Tubacex has clocked up an order book worth 700 million euros in high tech tubular solutions for the gas and oil extraction, petrochemical and energy generation sectors. This figure is a record for the company. The orders will be filled over the next three years and are destined for Europe (mainly the UK, Norway and Russia), the Middle East (essentially Iran) and Asia (particularly the Caspian Sea or China). The Iranian contract represents about two-thirds of the existing premium product backlog or 560 million euros. Kepler- Chevreaux analysts believe the new contract is “very good” news:
This was partly reflected in Tubacex’s share price (+12%) once the contract was confirmed on Wednesday. This not only represents a big quantitative impact for Tubacex over 2018-20E, but qualitatively speaking, this puts the group in a much better position to compete with other larger players in premium product auctions (OCTG or Umbilical) worldwide.
During the last few years, Tubacex has continued to bet on operational and management excellence, as well as strengthening its global commercial network.
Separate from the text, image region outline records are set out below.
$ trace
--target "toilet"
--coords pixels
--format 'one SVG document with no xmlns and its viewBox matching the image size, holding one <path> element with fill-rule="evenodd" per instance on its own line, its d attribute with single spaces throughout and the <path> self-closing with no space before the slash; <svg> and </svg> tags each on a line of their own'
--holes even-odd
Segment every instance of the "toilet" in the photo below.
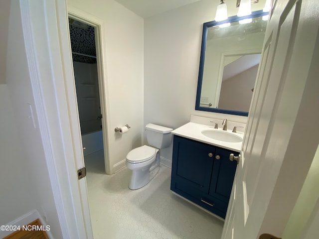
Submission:
<svg viewBox="0 0 319 239">
<path fill-rule="evenodd" d="M 130 189 L 146 185 L 160 170 L 160 149 L 167 148 L 171 142 L 172 128 L 149 123 L 146 126 L 148 142 L 131 150 L 126 156 L 126 166 L 132 170 L 129 183 Z"/>
</svg>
This has allowed it to get involved in projects which have been boosted by the improved outlook for the sector and have had a big impact on its profit and loss account.
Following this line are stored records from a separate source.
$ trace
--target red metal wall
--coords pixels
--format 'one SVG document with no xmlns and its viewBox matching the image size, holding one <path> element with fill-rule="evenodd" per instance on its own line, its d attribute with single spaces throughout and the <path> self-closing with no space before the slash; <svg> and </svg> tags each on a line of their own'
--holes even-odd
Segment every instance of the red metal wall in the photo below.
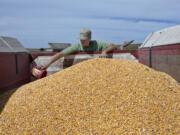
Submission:
<svg viewBox="0 0 180 135">
<path fill-rule="evenodd" d="M 0 53 L 0 91 L 30 81 L 28 53 Z"/>
<path fill-rule="evenodd" d="M 180 82 L 180 44 L 143 48 L 139 62 L 165 72 Z"/>
</svg>

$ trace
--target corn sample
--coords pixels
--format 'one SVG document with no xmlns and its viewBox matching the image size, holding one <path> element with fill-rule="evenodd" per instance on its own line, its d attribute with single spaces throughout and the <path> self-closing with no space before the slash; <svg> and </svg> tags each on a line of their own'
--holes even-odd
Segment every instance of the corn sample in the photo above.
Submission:
<svg viewBox="0 0 180 135">
<path fill-rule="evenodd" d="M 180 85 L 137 62 L 96 58 L 22 86 L 0 115 L 6 135 L 178 135 Z"/>
</svg>

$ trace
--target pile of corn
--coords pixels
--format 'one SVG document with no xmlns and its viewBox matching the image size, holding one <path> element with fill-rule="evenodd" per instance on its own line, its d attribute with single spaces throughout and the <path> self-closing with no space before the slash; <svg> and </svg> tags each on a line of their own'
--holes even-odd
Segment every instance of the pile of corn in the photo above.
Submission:
<svg viewBox="0 0 180 135">
<path fill-rule="evenodd" d="M 0 115 L 0 134 L 178 135 L 179 122 L 173 78 L 101 58 L 19 88 Z"/>
</svg>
On the other hand, and in line with the firm’s 2016-2020 Strategic Plan, Tubacex is forecasting that its productive capacity will increase by 20%, revenues will double to 1 billion euros in four years and an EBITDA margin will reach 15%, or 150 million euros. As regards this figure, GVC Gaesco’s experts comment:
It could be reached if the market recovers, but we still see this as remote, because the company’s Italian subsidiary IBF, which focuses on offshore, is still operating at a very slow rate. We have adjusted our estimates upwards. To conclude Tubacex has really improved its visibility and broken in strongly to a market with very few suppliers, which will probably grow with a slightly more favourable oil market.
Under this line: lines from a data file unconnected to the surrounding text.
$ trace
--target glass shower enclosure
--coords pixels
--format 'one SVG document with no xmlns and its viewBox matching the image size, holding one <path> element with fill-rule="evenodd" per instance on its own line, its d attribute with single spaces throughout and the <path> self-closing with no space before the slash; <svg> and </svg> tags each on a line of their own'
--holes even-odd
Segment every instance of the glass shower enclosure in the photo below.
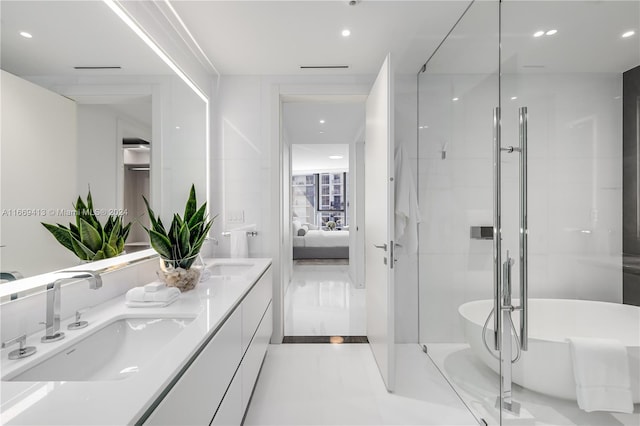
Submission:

On the other hand, Link Securities also reiterates their positive evaluation of the contracts won in Iran.
Tubacex’s strategy of focusing on added value projects and opening up new markets is proving fruitful in an environment where oil companies are investing less due to the fall in crude prices. Iran is a market in which every company involved in the oil services sector are trying to enter.
On the other hand, the stock also looks good from a technical point of view, after breaking through the resistance level of 3,22 euros, with the next break at 3,60 euros. That said, the stock is very dependent on oil prices. On Friday after the meeting in Vienna between OPEC and non-OPEC producers, Tubacex ‘s opening price was losing a slight 0,27%.